The London-listed company ranks as the world’s largest spirits maker, with almost 30 malt distilleries in Scotland and some 3,500 employees north of the Border out of a global workforce of 30,000. It owns major global brands such as Guinness stout, Smirnoff vodka and Captain Morgan rum.
Changes to the way alcohol is taxed in the UK have led to hikes of up to 20 per cent on wine while other low-strength options now cost less. The UK government’s decision to tax alcohol based on its strength has led to spirits and wine makers complaining they have been unfairly hit.

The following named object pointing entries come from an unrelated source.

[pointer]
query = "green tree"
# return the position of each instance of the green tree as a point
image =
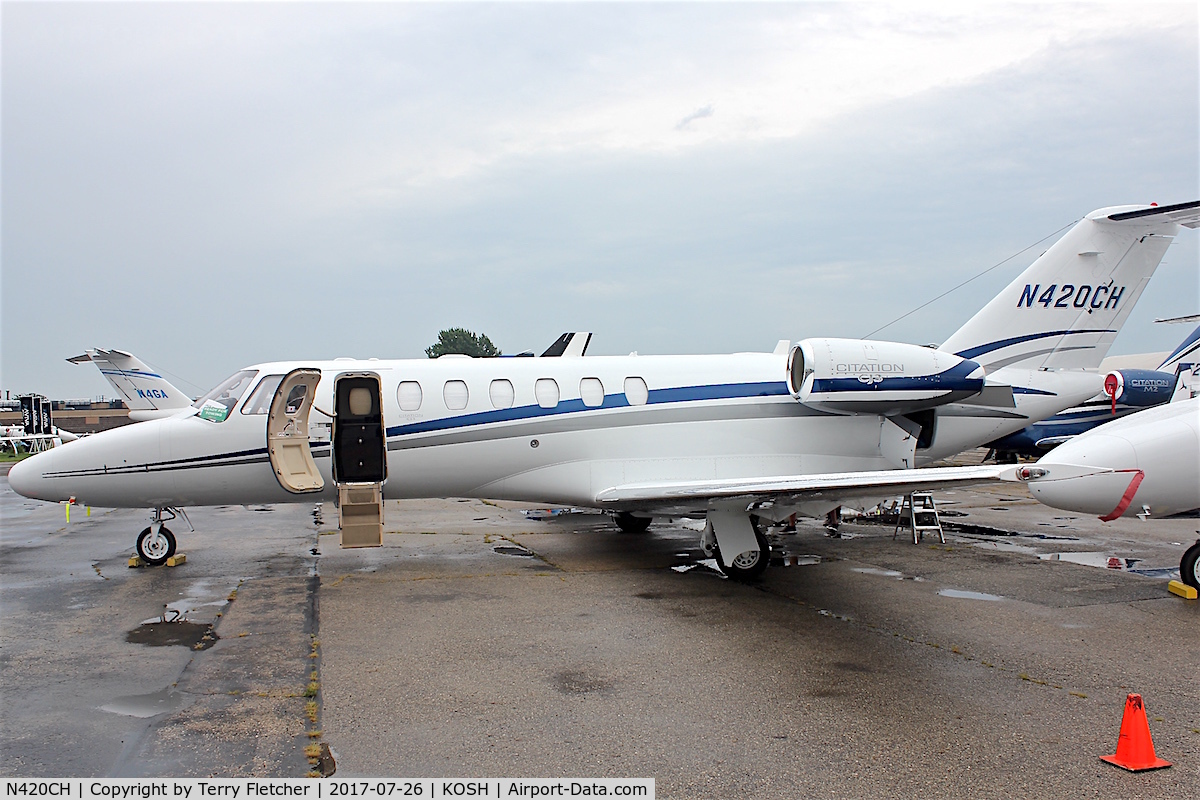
(460, 340)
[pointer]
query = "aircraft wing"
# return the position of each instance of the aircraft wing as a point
(679, 497)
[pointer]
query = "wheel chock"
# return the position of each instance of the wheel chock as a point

Ewan Andrew, Diageo’s Scots-born president for supply chain and procurement, said: “We have been working these [changes] through but for the UK market this is definitely a headwind. I think consumers are really going to feel this impact - it’s going to add quite a significant amount. Our conversations with the UK government were around commitments to look at making Scotch and gin producers in Scotland more competitive and that has not happened at all. You don’t need to be looking at tax increases but you do need to be looking at a fairer and more equitable system.”

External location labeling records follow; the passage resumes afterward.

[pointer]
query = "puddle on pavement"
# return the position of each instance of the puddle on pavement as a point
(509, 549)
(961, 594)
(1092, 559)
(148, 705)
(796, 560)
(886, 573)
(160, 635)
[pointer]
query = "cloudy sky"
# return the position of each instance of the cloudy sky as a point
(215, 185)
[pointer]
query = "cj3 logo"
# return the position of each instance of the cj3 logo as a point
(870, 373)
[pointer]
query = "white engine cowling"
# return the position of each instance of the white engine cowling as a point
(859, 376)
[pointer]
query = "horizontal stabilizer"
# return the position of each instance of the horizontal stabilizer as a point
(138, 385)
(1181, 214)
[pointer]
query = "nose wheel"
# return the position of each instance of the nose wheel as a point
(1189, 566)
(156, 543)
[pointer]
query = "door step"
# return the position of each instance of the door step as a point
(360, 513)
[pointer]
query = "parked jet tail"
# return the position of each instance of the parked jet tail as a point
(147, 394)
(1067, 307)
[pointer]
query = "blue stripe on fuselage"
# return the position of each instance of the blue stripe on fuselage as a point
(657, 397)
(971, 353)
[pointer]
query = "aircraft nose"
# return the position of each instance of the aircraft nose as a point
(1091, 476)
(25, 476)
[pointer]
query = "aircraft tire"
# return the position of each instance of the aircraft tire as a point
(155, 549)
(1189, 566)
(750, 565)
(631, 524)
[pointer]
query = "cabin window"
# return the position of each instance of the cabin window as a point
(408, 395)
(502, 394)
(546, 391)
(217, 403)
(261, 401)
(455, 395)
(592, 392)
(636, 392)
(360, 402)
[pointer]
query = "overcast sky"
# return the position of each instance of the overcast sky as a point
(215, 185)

Alongside its solid sales numbers, the group reported higher-than-expected full-year operating profit, up 5.1 per cent at £4.6bn. The higher sales came despite a dip in volumes. The group has been raising prices to counter cost pressures across its global markets.
Crew, who was formerly chief operating officer, said: “Looking ahead, I expect operating environment challenges to persist, with continued cost pressure and ongoing geopolitical and macroeconomic uncertainty. This requires us to move with greater speed and agility. My near-term opportunities to drive the business focus on bolder and faster innovation, stepping up operational excellence to meet consumers’ evolving tastes and preferences while driving Scotch, tequila and Guinness. I believe total beverage alcohol is an attractive sector underpinned by strong consumer fundamentals, including population growth, increased spirits penetration and resilience in premiumisation globally.”
Mark Crouch, an analyst at trading and investing platform eToro, noted: “Overall, Diageo has put in a strong performance in the year ending 30 June. Scotch, tequila and beers have performed particularly well, as have the drinks giant’s premium-plus brands. That suggests consumers are not trading down when it comes to alcohol, regardless of the bleak economic outlook.”